Note that SanityImage is not doing anything to style your image based on the width or height you provide (aside from setting a class with object-position set, should you choose to use it). In practice, it's rare that these values align consistently with a particular layout, and library control of this makes it difficult to predict the output given a particular input.

Instead you can style the resulting img tag just like any other element. SanityImage will pass through className and style props, and it makes no assumptions about your image presentation.

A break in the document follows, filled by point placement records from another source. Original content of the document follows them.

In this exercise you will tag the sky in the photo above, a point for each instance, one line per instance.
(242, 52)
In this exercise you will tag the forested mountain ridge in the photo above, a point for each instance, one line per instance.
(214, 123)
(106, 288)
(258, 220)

Minor gotchas with deferred loading

SanityImage is relying on browser-native deferred image loading. This generally works fine in browsers that support it, but there are situations where the unloaded image is hidden or covered, resulting in the full image never loading.

If this happens, you can override the styles set on the full-size image using the img[data-loading] selector. This image sits immediately adjacent to the spaceball image and has the following default styles while loading:

position: absolute;
width: 10px !important; /* must be > 4px to be lazy loaded */
height: 10px !important; /* must be > 4px to be lazy loaded */
opacity: 0;
zindex: -10;
pointerevents: none;
userselect: none;

More things to know

  • If you don't specify width the uploaded image width is used.
  • You are encouraged to use the sizes attribute to steer browsers to select the most appropriate image from the srcSet based on the viewport width
  • You can target the low-quality image preview element via img[data-lqip] should you want to style it differently

License

This project is licensed under the Mozilla Public License 2.0, which is a copyleft license with a share-alike provision. Please contribute meaningful improvements back to the open-source community, either via direct contribution or by releasing a separate library!